For the governors, gambling is a big piece of the budget solution, but not the only one. Mr. Patrick, like Mr. Spitzer, is also seeking to raise revenue through a tightening of the tax code and close so-called corporate tax loopholes.
In Maryland, Mr. O’Malley says the slot machines would generate more than $500 million and rake in gambling cash that residents were spending in neighboring states. Lawmakers, who have historically resisted the idea, have agreed to allow voters to make the call on whether to allow the machines and put the issue on a ballot in a referendum in November.
Mr. O’Malley has already pushed through Annapolis a $1.3 billion tax package that raised the rates of sales, cigarette, and corporate income taxes, while shifting more of the income tax burden to wealthy residents.
As in New York, the state is turning to gambling revenue to pay for new initiatives.
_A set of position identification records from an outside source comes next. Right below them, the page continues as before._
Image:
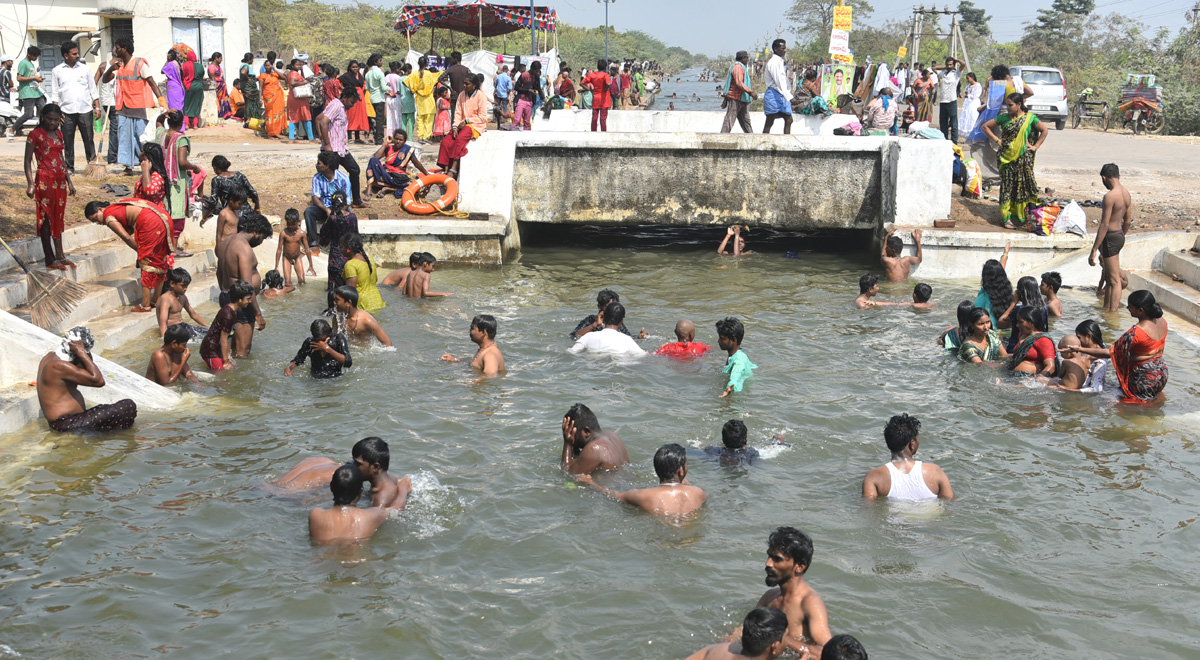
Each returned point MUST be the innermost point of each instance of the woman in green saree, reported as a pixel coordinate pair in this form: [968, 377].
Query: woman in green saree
[1018, 144]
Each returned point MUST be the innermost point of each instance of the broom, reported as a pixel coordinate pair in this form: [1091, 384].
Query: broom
[52, 300]
[96, 169]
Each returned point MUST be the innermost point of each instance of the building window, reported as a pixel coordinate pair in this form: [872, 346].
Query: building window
[204, 35]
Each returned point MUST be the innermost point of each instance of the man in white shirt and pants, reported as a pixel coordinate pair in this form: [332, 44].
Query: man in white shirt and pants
[75, 90]
[777, 102]
[948, 97]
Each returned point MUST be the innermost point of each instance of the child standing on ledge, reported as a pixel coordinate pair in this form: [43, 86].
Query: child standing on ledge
[730, 333]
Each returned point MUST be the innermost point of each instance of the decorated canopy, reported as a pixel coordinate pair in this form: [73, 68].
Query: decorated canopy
[474, 17]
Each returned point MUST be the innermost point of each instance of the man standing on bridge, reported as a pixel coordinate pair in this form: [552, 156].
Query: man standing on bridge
[738, 94]
[778, 100]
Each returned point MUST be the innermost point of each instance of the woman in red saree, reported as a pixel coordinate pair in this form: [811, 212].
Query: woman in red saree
[145, 227]
[1138, 355]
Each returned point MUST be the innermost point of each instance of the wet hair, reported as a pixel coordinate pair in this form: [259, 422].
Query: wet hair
[1145, 301]
[175, 334]
[669, 460]
[346, 485]
[239, 291]
[1030, 298]
[583, 418]
[353, 241]
[792, 543]
[486, 323]
[346, 293]
[605, 297]
[256, 223]
[273, 280]
[329, 159]
[321, 329]
[613, 313]
[900, 431]
[733, 433]
[179, 276]
[761, 628]
[964, 315]
[731, 328]
[1090, 329]
[843, 647]
[373, 450]
[996, 285]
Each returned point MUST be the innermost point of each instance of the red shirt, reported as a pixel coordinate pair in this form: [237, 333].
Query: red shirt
[599, 82]
[682, 351]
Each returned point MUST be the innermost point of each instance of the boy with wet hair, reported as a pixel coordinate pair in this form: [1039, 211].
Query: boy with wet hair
[895, 267]
[343, 521]
[328, 349]
[1050, 285]
[672, 497]
[169, 363]
[586, 447]
[762, 639]
[730, 334]
[173, 303]
[372, 457]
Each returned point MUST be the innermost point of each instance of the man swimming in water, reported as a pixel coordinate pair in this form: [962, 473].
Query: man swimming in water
[672, 497]
[789, 555]
[762, 639]
[586, 448]
[343, 521]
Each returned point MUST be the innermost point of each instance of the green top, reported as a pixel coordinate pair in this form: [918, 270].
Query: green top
[29, 89]
[738, 366]
[375, 84]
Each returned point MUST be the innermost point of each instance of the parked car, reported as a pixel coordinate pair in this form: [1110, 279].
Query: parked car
[1049, 100]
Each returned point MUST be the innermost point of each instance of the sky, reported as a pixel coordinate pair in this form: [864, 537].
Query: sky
[717, 27]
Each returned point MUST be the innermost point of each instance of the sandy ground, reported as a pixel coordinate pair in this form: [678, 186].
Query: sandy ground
[1158, 172]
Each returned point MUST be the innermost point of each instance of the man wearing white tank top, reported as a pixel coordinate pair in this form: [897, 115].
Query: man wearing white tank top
[903, 478]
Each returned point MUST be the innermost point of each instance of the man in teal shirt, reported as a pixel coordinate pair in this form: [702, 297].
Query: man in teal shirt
[29, 88]
[375, 83]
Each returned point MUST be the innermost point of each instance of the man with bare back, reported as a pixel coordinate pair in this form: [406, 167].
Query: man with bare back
[237, 261]
[1110, 235]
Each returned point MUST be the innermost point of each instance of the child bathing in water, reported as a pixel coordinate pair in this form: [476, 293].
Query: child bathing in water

The governor says the machines would pay for increases in health care and transportation spending.
Messrs. Spitzer, Patrick, and O’Malley were all elected in 2006.
In Kentucky, which faces its own budget crunch, Mr. Beshear, who was elected in 2007, also makes the case that the state is losing gambling revenue to other states.
“Do we want Kentucky money continuing to benefit the people of other states, or do we want to bring it home to improve the quality of life of our own people?” he said, the Associated Press reported. He said the casinos could add $500 million to state coffers.
“If you look at the gambling expansion over the last 10 years, the vast majority of the decisions have been driven by the states’ need for more revenue,” the executive director of the National Council on Problem Gambling, Keith Whyte, said. “It’s seen as politically expedient. It’s not seen as a new tax.”